Together with his friend Wyllis Bandler he devised the knowledge-based system CLINAID, a decision-tool utilizing fuzzy relational structures for knowledge presentation. He spent his last twenty years at the Florida State University in Tallahassee as professor of computer science.
Ladislav Jan Kohout was born in Prague on January 22, 1941. He studied electrical engineering at the Technical University in Prague and achieved the distinguished ‘red diploma’ in 1963. After graduation he worked as an interdisciplinary researcher at the Czechoslovak Academy of Sciences in Prague. When ‘brotherly’ armies of the Soviet Union and its Warsaw Pact allies invaded Czechoslovakia in August 1968, he left the country and was granted political asylum in the United Kingdom. For several years he worked in the medical computing at the Medical School of University of London while pursuing doctoral studies at the University of Essex in Colchester in the area of man-machine studies.
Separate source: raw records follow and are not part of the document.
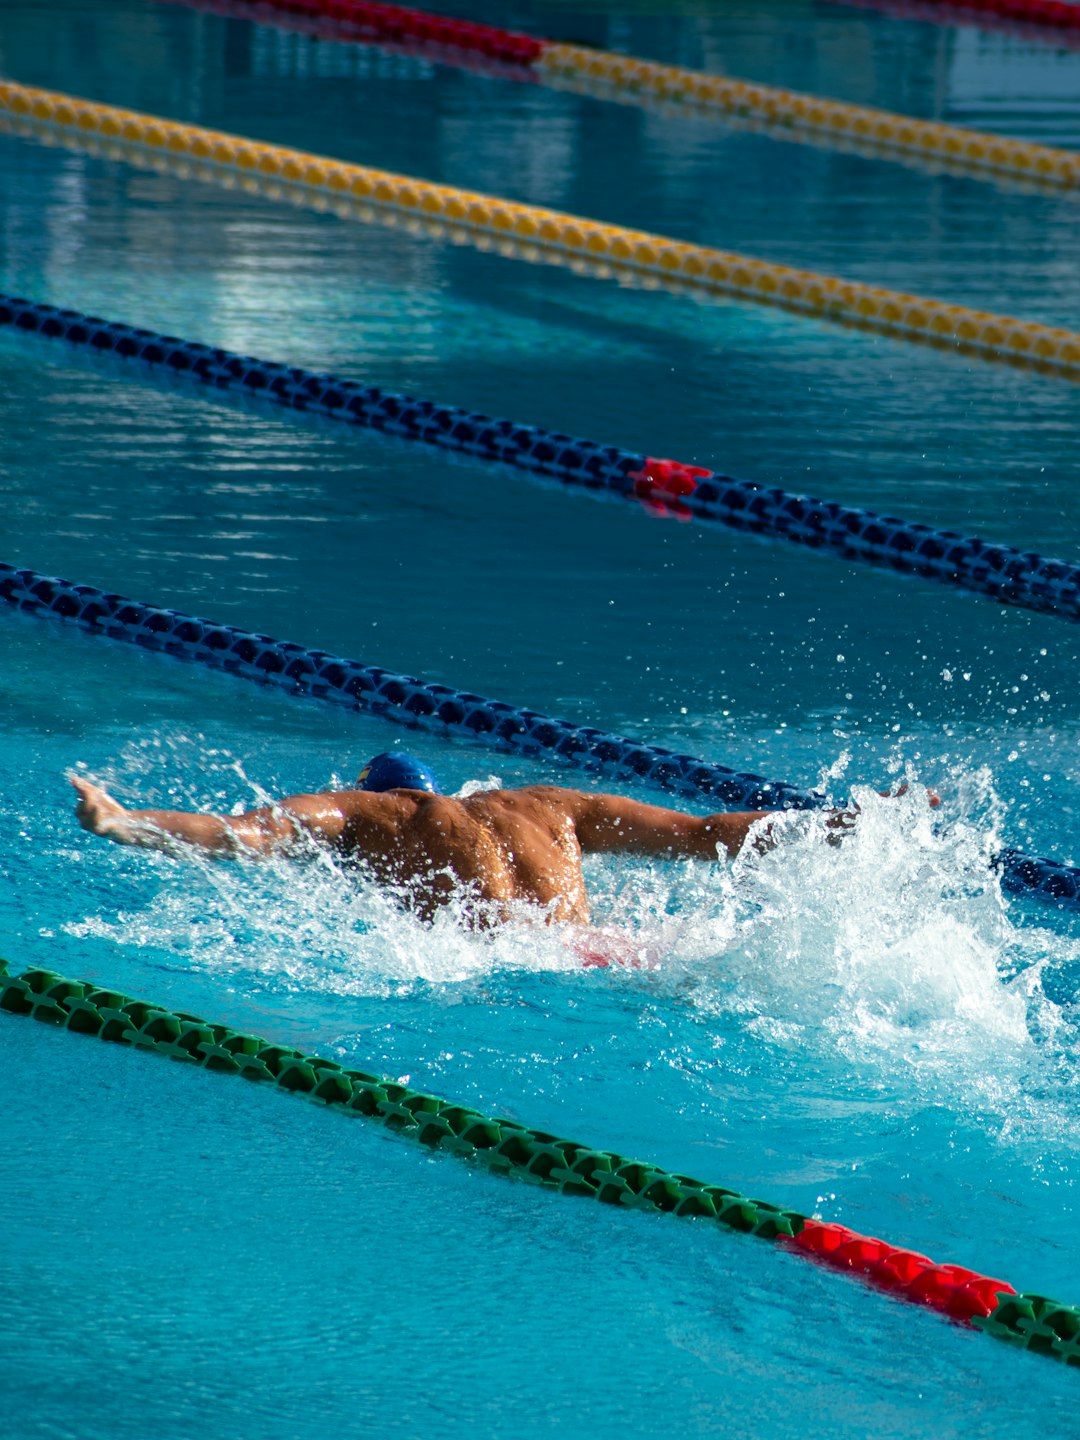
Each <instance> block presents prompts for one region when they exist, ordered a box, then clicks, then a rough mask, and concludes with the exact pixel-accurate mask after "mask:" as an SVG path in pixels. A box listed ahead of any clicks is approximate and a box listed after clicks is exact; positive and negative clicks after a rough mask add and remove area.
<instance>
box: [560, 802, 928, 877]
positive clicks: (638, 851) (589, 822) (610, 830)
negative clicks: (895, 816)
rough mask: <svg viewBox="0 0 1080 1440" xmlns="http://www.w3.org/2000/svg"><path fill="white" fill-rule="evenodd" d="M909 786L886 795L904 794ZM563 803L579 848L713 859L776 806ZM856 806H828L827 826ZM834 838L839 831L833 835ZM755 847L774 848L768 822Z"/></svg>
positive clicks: (830, 824)
mask: <svg viewBox="0 0 1080 1440" xmlns="http://www.w3.org/2000/svg"><path fill="white" fill-rule="evenodd" d="M906 789H907V786H901V788H900V789H899V791H894V792H888V791H886V792H883V793H886V795H888V793H896V795H903V793H904V791H906ZM563 793H564V795H566V796H569V802H567V809H569V811H570V815H572V818H573V822H575V829H576V832H577V841H579V844H580V847H582V850H583V851H586V852H589V851H605V852H608V854H638V855H655V857H658V858H665V857H683V858H688V860H716V858H717V857H719V855H720V852H721V850H723V851H726V852H727V854H729V855H737V854H739V851H740V850H742V848H743V845H744V844H746V840H747V837H749V835H750V829H752V828H753V827H755V824H756V822H757V821H762V819H768V818H769V816H770V815H778V814H780V812H779V811H720V812H717V814H716V815H685V814H684V812H683V811H672V809H665V808H664V806H662V805H647V804H642V802H641V801H629V799H625V798H624V796H621V795H593V793H590V792H588V791H564V792H563ZM927 796H929V804H930V805H932V806H935V805H940V799H939V796H937V795H935V793H933V791H930V792H927ZM855 818H857V811H850V809H848V811H840V809H837V811H831V812H829V818H828V819H827V821H825V824H827V825H828V828H829V829H835V831H845V829H850V828H851V825H854V824H855ZM835 838H837V840H838V838H840V837H835ZM752 844H753V848H755V850H757V851H762V852H763V851H766V850H772V847H773V844H775V840H773V837H772V834H770V831H769V827H768V825H763V827H760V829H759V831H757V834H756V835H755V837H753V841H752Z"/></svg>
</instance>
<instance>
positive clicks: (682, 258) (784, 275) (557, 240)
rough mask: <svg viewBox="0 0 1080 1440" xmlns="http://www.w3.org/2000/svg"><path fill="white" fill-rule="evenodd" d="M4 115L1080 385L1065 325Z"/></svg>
mask: <svg viewBox="0 0 1080 1440" xmlns="http://www.w3.org/2000/svg"><path fill="white" fill-rule="evenodd" d="M0 111H3V112H6V114H7V115H10V118H12V128H13V130H14V132H20V134H26V135H30V137H32V138H36V140H37V138H42V137H43V135H53V137H65V140H66V141H68V143H71V144H72V145H73V147H75V148H78V150H85V148H94V145H95V144H98V143H102V141H104V143H105V144H107V147H108V153H109V154H111V156H112V157H114V158H122V160H125V161H130V163H132V164H138V163H140V160H147V161H148V163H150V168H158V167H157V164H156V163H154V158H157V157H170V161H171V163H174V161H176V160H177V158H179V157H181V156H183V157H186V158H189V160H192V161H194V163H197V164H199V167H200V168H199V179H207V177H209V179H216V177H217V176H219V174H228V176H230V177H232V176H240V177H242V179H243V183H245V186H246V187H248V184H249V183H251V184H249V187H251V189H252V190H255V192H258V193H271V194H272V189H271V190H264V186H271V187H274V186H276V184H281V186H284V187H287V189H288V190H291V192H292V196H291V197H292V199H297V200H298V202H300V203H311V202H312V199H314V200H315V202H317V204H315V207H317V209H321V207H333V202H334V200H341V199H344V200H348V202H361V206H360V207H357V209H354V207H353V204H351V203H350V204H348V206H347V207H346V210H344V212H343V213H346V215H348V216H350V217H353V216H354V217H357V219H367V212H369V210H370V212H373V213H374V216H376V217H382V216H383V215H389V216H405V217H408V219H410V220H419V222H420V223H423V222H425V220H435V222H436V223H438V225H441V226H445V228H446V229H449V230H454V232H456V233H458V235H459V236H461V238H462V239H464V240H465V242H467V243H471V245H477V243H478V240H484V242H488V240H490V239H491V238H495V239H498V240H503V239H511V240H516V242H526V249H523V251H520V252H516V253H518V255H520V258H523V259H530V261H533V259H546V258H547V256H549V255H553V256H560V255H562V256H570V258H572V259H575V261H583V262H586V264H588V265H596V264H599V265H600V266H602V269H600V274H602V272H603V269H608V271H609V272H611V274H612V275H616V274H622V272H628V274H634V275H641V276H657V278H661V279H662V281H664V282H674V284H677V285H680V287H683V288H687V289H697V291H703V292H710V294H724V295H734V297H737V298H740V300H746V301H753V302H756V304H768V305H775V307H780V308H783V310H791V311H795V312H796V314H804V315H814V317H816V318H824V320H837V321H841V323H845V324H854V325H858V327H860V328H864V330H871V331H876V333H880V334H887V336H890V337H894V338H901V340H923V341H930V343H932V344H942V343H943V344H945V346H946V347H950V348H952V347H956V348H962V350H965V353H969V354H976V356H979V357H982V359H988V360H1008V361H1009V363H1012V364H1018V366H1024V367H1032V369H1038V370H1043V372H1045V373H1050V374H1058V376H1063V377H1066V379H1071V380H1076V379H1080V334H1077V333H1076V331H1071V330H1066V328H1061V327H1056V325H1044V324H1040V323H1037V321H1021V320H1014V318H1009V317H1007V315H996V314H992V312H991V311H981V310H972V308H969V307H966V305H950V304H946V302H945V301H939V300H927V298H920V297H917V295H907V294H903V292H900V291H891V289H886V288H884V287H880V285H868V284H864V282H863V281H848V279H840V278H837V276H831V275H819V274H816V272H815V271H806V269H798V268H795V266H791V265H776V264H773V262H770V261H763V259H756V258H752V256H744V255H736V253H734V252H730V251H719V249H714V248H711V246H704V245H693V243H688V242H684V240H672V239H668V238H665V236H660V235H649V233H648V232H645V230H632V229H626V228H624V226H615V225H602V223H600V222H596V220H589V219H582V217H579V216H572V215H563V213H560V212H557V210H549V209H546V207H543V206H534V204H518V203H516V202H513V200H505V199H501V197H497V196H487V194H480V193H478V192H472V190H461V189H456V187H454V186H445V184H435V183H432V181H428V180H418V179H415V177H412V176H397V174H392V173H390V171H386V170H374V168H372V167H369V166H357V164H350V163H347V161H341V160H330V158H325V157H320V156H310V154H304V153H302V151H298V150H291V148H287V147H284V145H269V144H262V143H259V141H252V140H243V138H240V137H236V135H228V134H223V132H220V131H213V130H206V128H203V127H200V125H181V124H177V122H176V121H168V120H161V118H158V117H154V115H141V114H137V112H135V111H128V109H120V108H118V107H114V105H96V104H92V102H89V101H84V99H78V98H75V96H71V95H60V94H56V92H53V91H43V89H39V88H36V86H32V85H14V84H12V82H6V81H4V82H0ZM151 157H154V158H151ZM275 197H276V196H275ZM281 197H285V196H284V194H282V196H281ZM327 202H330V204H327Z"/></svg>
After receiving his PhD degree in 1978 he joined the Department of Computer Science at Brunel University in West London as a lecturer. Soon promoted to the rank of Reader, he taught at Brunel until 1988 when an opportunity offered itself at the Florida State University in Tallahassee, which he joined as professor of computer science.
‘In his theoretical work he can rightfully be considered a pioneer in the areas of systems science, non-classical logic, fuzzy set theory a fuzzy interval computing, but he has also made important contributions to knowledge engineering, soft computing, intelligence systems, and some aspects of theoretical computer science’, writes his long term friend and scientific colleague George J Klir, Editor in Chief of the Information Systems Journal where Ladislav was the U.S.Editor. Although Ladislav was a prolific author and wrote dozens of articles as well as several books, he also collaborated with others, among them Dr Vaclav Pinkava and Wyllis Bandler. A substantial amount of work in medicine was done jointly with his wife Isabel, a medical doctor. Their work centred on practical application of mathematical techniques he had conceived such as the automatic formation of interesting hypotheses from incomplete data in acute gynaecologic emergencies. His most important contributions to systems science were in the area of relational systems, both classical and fuzzy. Yet he published only some results of his work in this area. He started to work on the book where he wanted to cover all his results. Unfortunately he was not able to complete the work due to his deteriorating health.
Ladislav was an exceptionally knowledgeable and gifted scientist. He was also a man with broad interests, an accomplished musician and artist. He enjoyed playing a classical guitar, loved classical music and one of his hobbies was a competitive ballroom dancing in which he won several prizes. He was very modest and not many people knew about this. Most of all amongst his friends he was recognized for his personal qualities: he was an honorable man and a faithful friend. He will be sadly missed.